In order, that's the number of Buffalo Grove pitchers that took the mound against Carmel, the number of errors Buffalo Grove had and the number of runs that Carmel rolled up in the fourth inning.

Add it all up and the Carmel baseball team came away with the kind of victory not often seen in sectional championship games -- a 16-1 blowout of No. 14 Buffalo Grove that was called after five innings on Saturday morning at Libertyville because of the 10-run rule.

Top-seeded Carmel hit on all cylinders from start to finish -- and especially in that decisive fourth inning when 16 players came up to bat and four different Buffalo Grove pitchers were used -- to win its first sectional title in four years.

"We came in with an aggressive attitude, thinking we could do some things and it worked out that way," Carmel coach Chuck Gandolfi said. "This is pretty neat for our kids."

The Corsairs, who finished third in the state in 2004, improve to 32-5 and advance to Monday's 7 p.m. supersectional at Alexian Field in Schaumburg. Carmel will face Prairie Ridge, which defeated Rockton Hononegah 4-2 Saturday in the Rockford Guilford sectional championship game.

Buffalo Grove, which made an unexpected run through the playoffs and stunned two top-tier North Suburban Conference teams in Lake Zurich and Mundelein along the way, closes out its season with a 14-15 record.

The game also marked the end of Buffalo Grove coach John Wendell's career. He is retiring after 23 years at the helm.

"Coach (Gandolfi) said we needed to jump on it right away because this team's been hot all through the playoffs," Carmel right fielder Joey Pudlo said of Buffalo Grove. "We knew we had to come out swinging the bats. We came out hot and that's what you've got to do in a game this big."

Pudlo came up big for the Corsairs. He went a team-best 3-for-3 on the day with a double that drove in 2 runs in Carmel's monster fourth inning.

Even though the Corsairs scored 11 runs in the fourth inning, they did so on only 4 hits. The four Buffalo Grove pitchers who were used in the inning walked six Carmel batters and sent two of them to first by hitting them with a pitch.

The Bison also had an error in the inning.
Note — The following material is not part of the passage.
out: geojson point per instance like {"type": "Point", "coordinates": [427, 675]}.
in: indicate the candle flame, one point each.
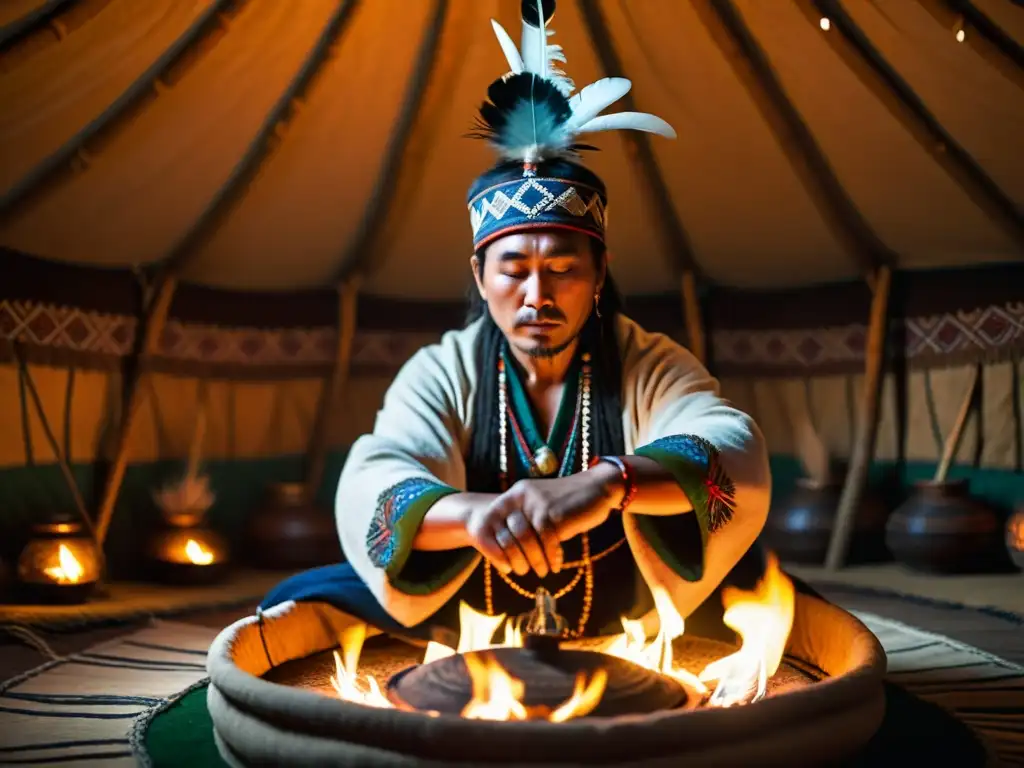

"You can't put that many people on base for free," Wendell said. "We were behind too many hitters. (The Corsairs) did a good job, don't take anything away from them. They hit the ball and did some things to score runs and they had the big inning and we couldn't get out of that."

Not even with tough defense.

Throughout the playoffs, Buffalo Grove counted on its defense in tough times. But against Carmel, there was a breakdown even there.

"We had zero errors for four straight games coming into this," said Buffalo Grove third baseman Mike Ricciardi, whose first-inning double drove in the only run for the Bison. "We had been doing really good defensively and today it just wasn't there for us. We just didn't have it today."

Multiple players had it for Carmel. Besides Pudlo, Donald Stopka also had 3 hits while starter Bobby Lyne moved his record on the mound to 8-2 by allowing just 3 hits.

"They were a really hot team," Lyne said. "But we put the pressure on. The offense played good, the defense played good and we really kept the energy up."